SPR: Can you speak on the impact of the voting system where anyone with a ticket can cast their vote?
NM: When I first started, I was in Union Square park. All of the restaurants would try to get famous people and actors to judge their films in hopes that a famous judge would help the festival overall. And it didn’t. The second you give the judging to the audience, it becomes a better event. Why it became big was that audiences were able to come in and have fun and judge something … so it was really transformed by the cinema-going public.
SPR: This may be a dumb question … but can you tell me why the event is named Manhattan Short if the event is so global?
NM: Well it started here, and I even dropped the word film festival. Things that become big in my view always are one or two words. People seem to know Manhattan Short now and it seems to be sticking. Funny enough, if it was called Denver Short it wouldn’t be outside Colorado—no offense to Colorado. It’s a funny word, Manhattan, in that it’s a very global word. This actually was a lucky accident for the event to begin in Manhattan.
SPR: Can you go into how and why the Panida Theater was chosen to be added to the list? What is the process of adding new venues elsewhere?
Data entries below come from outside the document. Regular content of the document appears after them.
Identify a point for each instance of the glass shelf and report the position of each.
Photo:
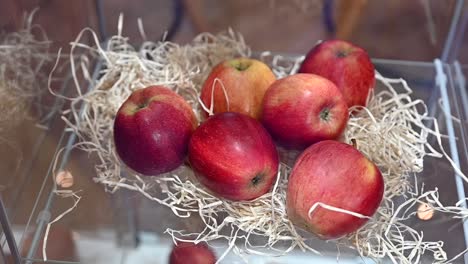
(124, 227)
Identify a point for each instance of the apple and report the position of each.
(185, 252)
(233, 156)
(336, 174)
(302, 109)
(152, 129)
(345, 64)
(239, 85)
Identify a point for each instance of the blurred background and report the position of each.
(397, 29)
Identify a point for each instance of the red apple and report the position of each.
(185, 252)
(302, 109)
(243, 81)
(338, 175)
(234, 156)
(152, 130)
(345, 64)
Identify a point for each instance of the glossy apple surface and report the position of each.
(152, 129)
(239, 86)
(234, 156)
(338, 175)
(302, 109)
(190, 253)
(346, 65)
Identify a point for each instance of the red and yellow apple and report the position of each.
(346, 65)
(237, 85)
(302, 109)
(185, 252)
(338, 175)
(152, 129)
(233, 156)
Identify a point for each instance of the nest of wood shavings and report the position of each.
(390, 131)
(22, 81)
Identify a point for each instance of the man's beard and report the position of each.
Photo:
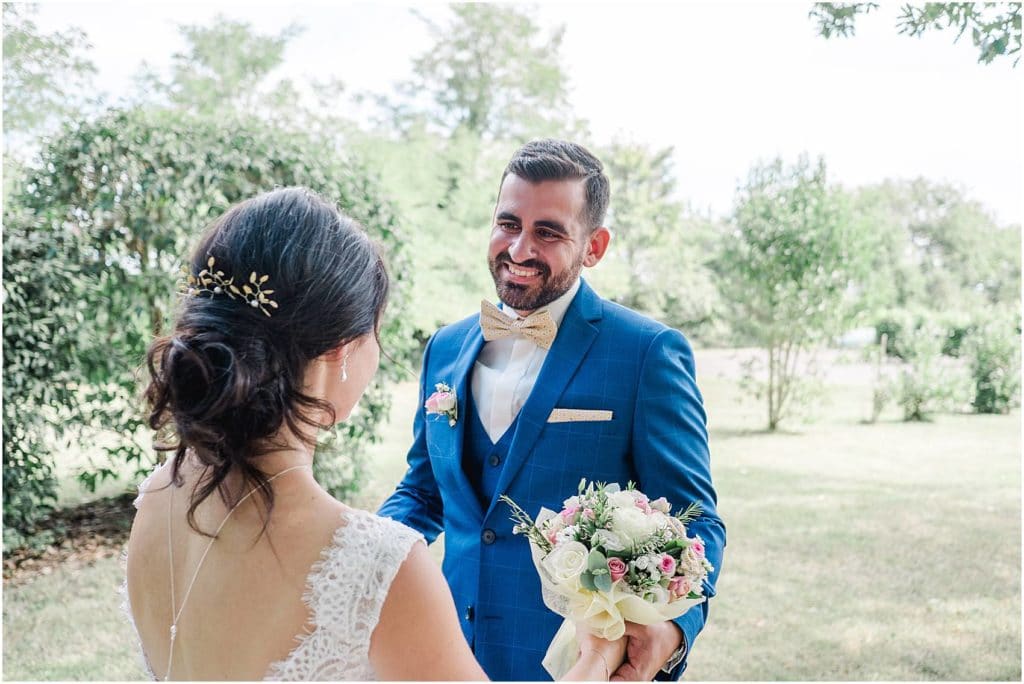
(520, 297)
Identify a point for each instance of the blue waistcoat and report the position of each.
(482, 459)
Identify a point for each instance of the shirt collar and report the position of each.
(556, 308)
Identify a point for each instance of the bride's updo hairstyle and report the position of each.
(230, 374)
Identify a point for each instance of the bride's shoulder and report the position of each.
(371, 533)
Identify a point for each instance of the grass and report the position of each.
(868, 552)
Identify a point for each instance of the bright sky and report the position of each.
(726, 84)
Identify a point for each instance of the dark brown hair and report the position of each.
(228, 377)
(549, 159)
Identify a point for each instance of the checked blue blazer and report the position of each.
(605, 357)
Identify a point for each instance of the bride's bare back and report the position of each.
(246, 607)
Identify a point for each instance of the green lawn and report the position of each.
(866, 552)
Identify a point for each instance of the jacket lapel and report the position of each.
(452, 446)
(576, 335)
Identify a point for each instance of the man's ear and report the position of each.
(596, 246)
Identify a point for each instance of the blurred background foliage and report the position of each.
(102, 208)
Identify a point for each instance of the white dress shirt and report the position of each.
(506, 371)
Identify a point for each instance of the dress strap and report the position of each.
(192, 583)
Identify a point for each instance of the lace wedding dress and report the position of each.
(345, 591)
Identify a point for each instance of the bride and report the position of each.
(240, 564)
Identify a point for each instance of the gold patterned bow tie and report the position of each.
(538, 328)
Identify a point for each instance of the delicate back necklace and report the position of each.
(192, 583)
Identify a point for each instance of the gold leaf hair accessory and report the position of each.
(212, 282)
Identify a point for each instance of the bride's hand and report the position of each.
(612, 652)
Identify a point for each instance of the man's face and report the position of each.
(539, 242)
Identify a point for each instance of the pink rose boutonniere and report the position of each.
(442, 402)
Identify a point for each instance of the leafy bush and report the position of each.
(953, 327)
(43, 295)
(94, 237)
(993, 350)
(928, 383)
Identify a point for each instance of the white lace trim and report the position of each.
(345, 591)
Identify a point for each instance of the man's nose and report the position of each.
(521, 248)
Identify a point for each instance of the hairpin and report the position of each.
(213, 283)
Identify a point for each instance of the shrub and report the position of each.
(94, 237)
(928, 383)
(993, 352)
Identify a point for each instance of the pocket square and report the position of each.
(579, 416)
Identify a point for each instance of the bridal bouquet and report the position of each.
(611, 555)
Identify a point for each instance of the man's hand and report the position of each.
(647, 649)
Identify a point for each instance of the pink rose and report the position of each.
(680, 587)
(662, 504)
(617, 568)
(439, 402)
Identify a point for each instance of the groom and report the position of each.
(556, 385)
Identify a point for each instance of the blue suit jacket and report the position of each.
(604, 357)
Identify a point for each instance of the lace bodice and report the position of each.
(345, 591)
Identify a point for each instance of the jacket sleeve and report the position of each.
(417, 500)
(672, 460)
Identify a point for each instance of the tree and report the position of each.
(662, 246)
(995, 27)
(493, 72)
(92, 244)
(45, 75)
(225, 67)
(786, 269)
(937, 249)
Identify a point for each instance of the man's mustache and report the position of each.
(504, 257)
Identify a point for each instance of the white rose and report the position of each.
(623, 500)
(633, 524)
(608, 540)
(658, 595)
(566, 535)
(566, 562)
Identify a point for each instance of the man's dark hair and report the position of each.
(559, 160)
NM: It’s kind of become—what’s that saying?—seven degrees of separation. It’s knowing them, building them and finding the person who runs them in the right community. Patricia, she’s a real film-driven person. I noticed that as it branched out across this country, if you took out the cinemas like the Panida for example, those areas become culturally void … in many areas across the country. So it was quite interesting to watch with this event, the joining of all of those cultural Meccas, collectively together the power they had as one. Other cinemas similar to the Panida across the country are now looking at what they’re doing and saying, we should do that. With digital now, they can all play whatever and get a forum going for an audience. So I end up getting calls from every cinema similar to the Panida across the world, but I’d love to ring in at least another 20 venues from across the USA. I’m really finding that if you have the United States and Russia as your foundation, that no one is going to say no to what your presenting. Every film has got to find its right festival, every festival has got to find its right films and both of them together have got to find their right audience and then magic happens, and that’s what’s happened here.
The Panida will be showing the ten short films together in four separate time slots. Sept. 30 at 5:30, Oct. 1 at 3:30 and 7:30, and Oct. 2nd at 3:30.